Advanced Programing INFO 450 Final Project with Disney Success Data from:
https://www.kaggle.com/datasets/thedevastator/disney-character-success-a-comprehensive-analysi

In [None]:
# Import visualization tools
############################

import pandas as pd
import plotly.express as px
import matplotlib.pyplot as plt
import plotly.graph_objs as go
import numpy as np
import seaborn as sns

# Import machine learning model tools
######################################

from sklearn.model_selection import train_test_split
from sklearn.feature_extraction.text import CountVectorizer
from sklearn.tree import DecisionTreeClassifier
from sklearn.metrics import accuracy_score

# Read in csv files from dataset
################################

disney_movies_total_gross = pd.read_csv("Downloads/disney_data/disney_movies_total_gross.csv")
disney_directors = pd.read_csv("Downloads/disney_data/disney-director.csv")


In [None]:
# Print total gross dataset
###########################

disney_movies_total_gross

In [None]:
# Print disney directors dataset
################################

disney_directors

In [None]:
# Creation of an inner join to return records having a pair of the name and move_title on both sides
# Returns all data from disney_movies_total_gross and disney_directors
####################################################################################################

merger = pd.merge(disney_movies_total_gross, disney_directors, how="inner", left_on="movie_title", 
                  right_on="name")

#Prints new dataset
###################

merger

In [None]:
# Creation of dataframe
#########################

df = pd.DataFrame(merger)

# Adding an additional column that converts total_gross float into an integer y replacing the ',' and '$' with empty strings
############################################################################################################################

df["total_gross_int"] = df["total_gross"].str.replace(',','').str.replace('$', '')

# Converting into integer
#########################

df['total_gross_int']= df['total_gross_int'].apply(int)

# Printing dataframe
####################

df

In [None]:
# Group by directors and sum the total gross income each director has
#####################################################################

groupby_directors = merger.groupby("director")["total_gross_int"].sum()

# Print groupby_directors
#########################

groupby_directors

# Converting groupby_directors into pandas DataFrame
####################################################

director_df = pd.DataFrame(groupby_directors)

# Print DataFrame
#################

director_df

In [None]:
# Grab the top ten directors
############################

top_directors = groupby_directors.sort_values(ascending=False).head(10)

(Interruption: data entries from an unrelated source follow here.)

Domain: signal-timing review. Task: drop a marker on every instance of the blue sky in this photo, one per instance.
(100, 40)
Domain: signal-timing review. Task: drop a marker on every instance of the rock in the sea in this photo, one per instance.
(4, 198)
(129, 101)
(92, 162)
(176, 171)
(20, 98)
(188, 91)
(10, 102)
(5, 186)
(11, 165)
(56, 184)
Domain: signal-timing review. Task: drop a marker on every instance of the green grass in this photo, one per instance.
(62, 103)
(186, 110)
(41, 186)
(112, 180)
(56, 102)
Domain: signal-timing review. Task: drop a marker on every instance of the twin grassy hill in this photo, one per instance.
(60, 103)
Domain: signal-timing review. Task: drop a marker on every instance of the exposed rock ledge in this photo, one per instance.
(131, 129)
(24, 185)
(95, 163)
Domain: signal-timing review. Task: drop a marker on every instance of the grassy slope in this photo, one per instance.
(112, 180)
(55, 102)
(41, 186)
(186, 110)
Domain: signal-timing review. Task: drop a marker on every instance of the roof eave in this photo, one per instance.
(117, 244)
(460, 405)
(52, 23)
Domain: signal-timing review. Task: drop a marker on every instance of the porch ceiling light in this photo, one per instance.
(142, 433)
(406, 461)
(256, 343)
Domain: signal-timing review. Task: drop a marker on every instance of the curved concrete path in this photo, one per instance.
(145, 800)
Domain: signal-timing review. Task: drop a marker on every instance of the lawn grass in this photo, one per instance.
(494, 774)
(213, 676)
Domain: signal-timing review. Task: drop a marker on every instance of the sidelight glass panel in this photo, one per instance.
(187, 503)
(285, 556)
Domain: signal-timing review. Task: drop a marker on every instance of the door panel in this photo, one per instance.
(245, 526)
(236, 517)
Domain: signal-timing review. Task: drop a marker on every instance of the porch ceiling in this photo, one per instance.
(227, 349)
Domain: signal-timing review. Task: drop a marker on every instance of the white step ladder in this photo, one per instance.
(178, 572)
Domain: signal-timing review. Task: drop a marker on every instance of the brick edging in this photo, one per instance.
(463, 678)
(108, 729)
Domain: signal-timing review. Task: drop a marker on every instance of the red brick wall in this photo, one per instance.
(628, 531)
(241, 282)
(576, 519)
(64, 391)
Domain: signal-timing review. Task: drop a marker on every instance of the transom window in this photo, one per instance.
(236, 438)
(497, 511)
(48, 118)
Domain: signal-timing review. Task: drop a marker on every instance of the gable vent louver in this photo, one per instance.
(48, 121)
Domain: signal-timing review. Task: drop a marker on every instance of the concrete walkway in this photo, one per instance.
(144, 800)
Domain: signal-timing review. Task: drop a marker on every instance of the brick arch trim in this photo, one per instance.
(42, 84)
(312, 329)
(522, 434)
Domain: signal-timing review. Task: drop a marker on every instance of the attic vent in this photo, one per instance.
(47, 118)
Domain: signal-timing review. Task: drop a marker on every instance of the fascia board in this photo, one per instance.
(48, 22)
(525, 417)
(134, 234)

# Creation of pie chart grouped by the sum of total gross per each director with percentage
###########################################################################################

plt.pie(top_directors, labels=top_directors.index, autopct='%1.1f%%')

# Add title to the chart
########################

plt.title('Top 10 Directors by Total Gross')

# Print Pie Chart
#################

plt.show()

In [None]:
# Group by genre and sum the total gross income each genre has
#####################################################################

groupby_genre = merger.groupby("genre")["total_gross_int"].sum().reset_index()

# Print groupby_genre
#########################
groupby_genre

# Converting groupby_directors into pandas DataFrame
####################################################

genre_df = pd.DataFrame(groupby_genre)

# Print DataFrame
#################

genre_df

In [None]:
# Create a stacked bar chart
############################

fig,ax = plt.subplots(figsize=(10,5))
plt.bar(groupby_genre['genre'], groupby_genre['total_gross_int'])

# Add labels of the total gross by each category
################################################

for i, v in enumerate(groupby_genre['total_gross_int']):
    ax.text(i, v + 1e8, f'${v:,.0f}', ha='center', fontweight='bold')

# Label the x-axis 'Genre'
##########################

plt.xlabel('Genre')

# Label the y-axis 'Total Gross Income'
#######################################

plt.ylabel('Total Gross Income')

# Label the title 'Total Gross Income by Genre'
###############################################

plt.title('Total Gross Income by Genre')

# Print Bar chart
#################
plt.show()

In [None]:
# Group by movie name and sum the total gross income each movie has
#####################################################################

groupby_name = merger.groupby("name")["total_gross_int"].sum().reset_index()

# Sort values by desending order
################################

groupby_name = groupby_name.sort_values('total_gross_int', ascending=False)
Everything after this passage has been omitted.